The only time that the insurer will reimburse the excess is if the accident was not your fault and they were able to recover the excess from the other party. This does not always occur, especially when the party at fault is uninsured. Considering that as many as 7 in 10 vehicles in South Africa are uninsured, the chance of recovering your excess in these cases is often slim. This is not a concern if you opt for car insurance with no excess.
Lower Excess, Higher Premiums
There are two main reasons why insurers impose a car insurance excess. Firstly this large co-payment at the time of claims helps to lower the monthly car insurance premiums. The other main reason is that an excess detracts policy holders from claiming unnecessarily and excessively. It works alongside the no claim bonus incentive to prevent this type of ‘over claiming’ behaviour. However, an excess does not have to be mandatory if you can afford car insurance cover with no excess.
Every vehicle owner is searching for affordable car insurance. Apart from various factors like where you park your car at night and satellite tracking, you can also offset the premiums against the excess. By opting for a higher excess, your premiums will be lower and vice versa. However, it is important to maintain a sustainable balance. You may be keen on the no excess option but can find the higher monthly insurance premiums difficult to afford on an ongoing basis. It is therefore important to plan your budget carefully.

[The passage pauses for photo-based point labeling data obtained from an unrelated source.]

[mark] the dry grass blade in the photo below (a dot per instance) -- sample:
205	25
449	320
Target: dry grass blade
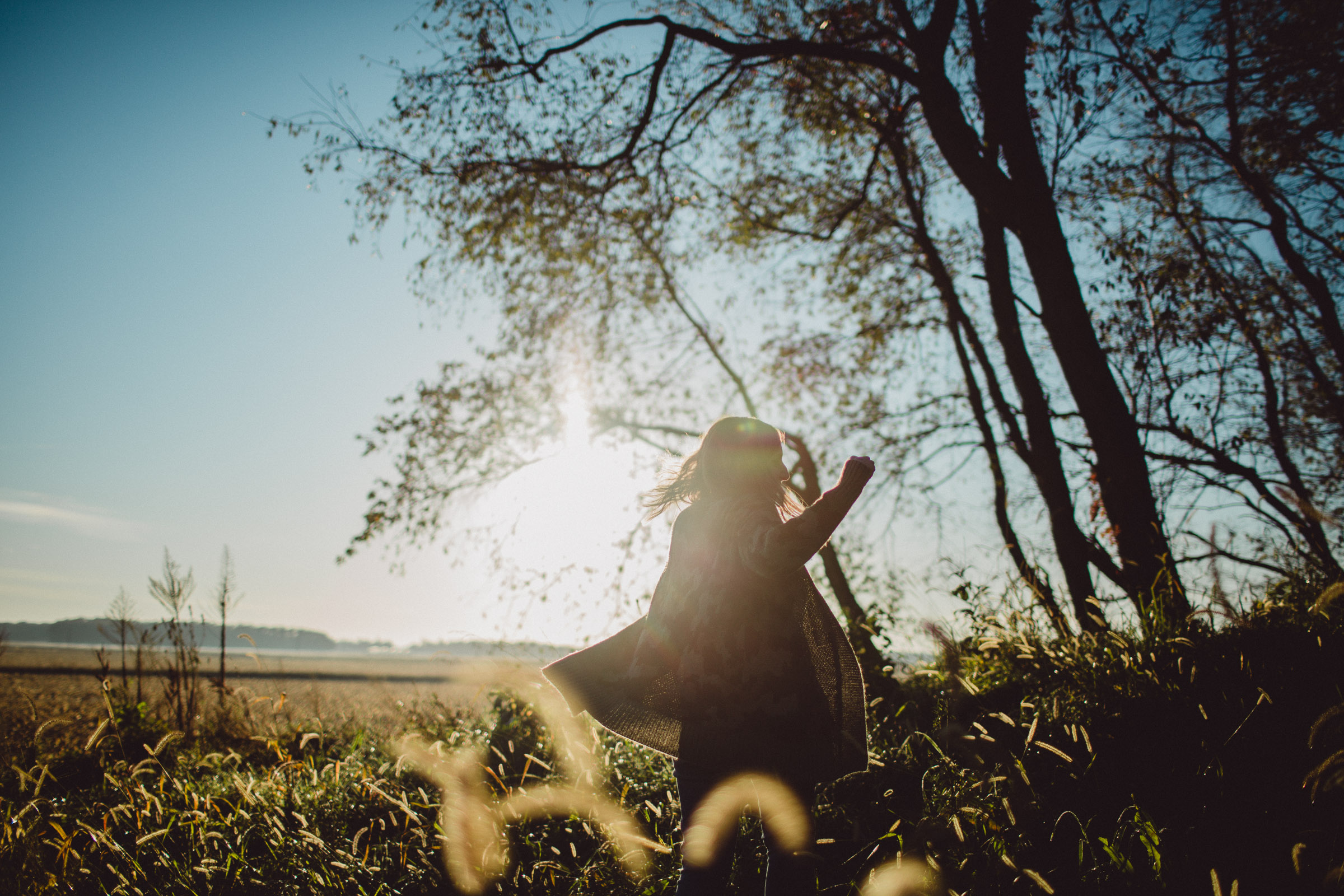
1060	753
1328	597
475	852
93	738
577	758
1326	776
778	808
1037	879
1328	718
904	878
163	742
631	847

Helpful Tips for No Excess Cover
If car insurance with no excess is not an affordable option, then you need to be financially prepared for the co-payment. You can never be sure when a calamity may strike and you will need to pay an excess. Remember that a panel beater will not release your vehicle after it has been repaired unless you excess is paid in full. Planning ahead will allow you to absorb the financial impact of the excess at claim stage.
- Save monthly towards the excess and keep it separate from your ‘rainy day’ fund. Do not tie up this saving in a fixed deposit that may take weeks or even a month to withdraw.
- Ask your car insurer about the extra benefits and incentives that are available if you are a senior citizen. Some insurers offer no excess cover as standard car insurance for pensioners.
- Rethink how you pay for car insurance. Your insurer may allow a single annual payment and offer you a discount in return. This can make a no excess policy more affordable.
- Shop around among different car insurers at least once a year. The industry is competitive and car insurers are often willing to incentivise new customers with lower premiums. This can make car insurance with no excess more affordable.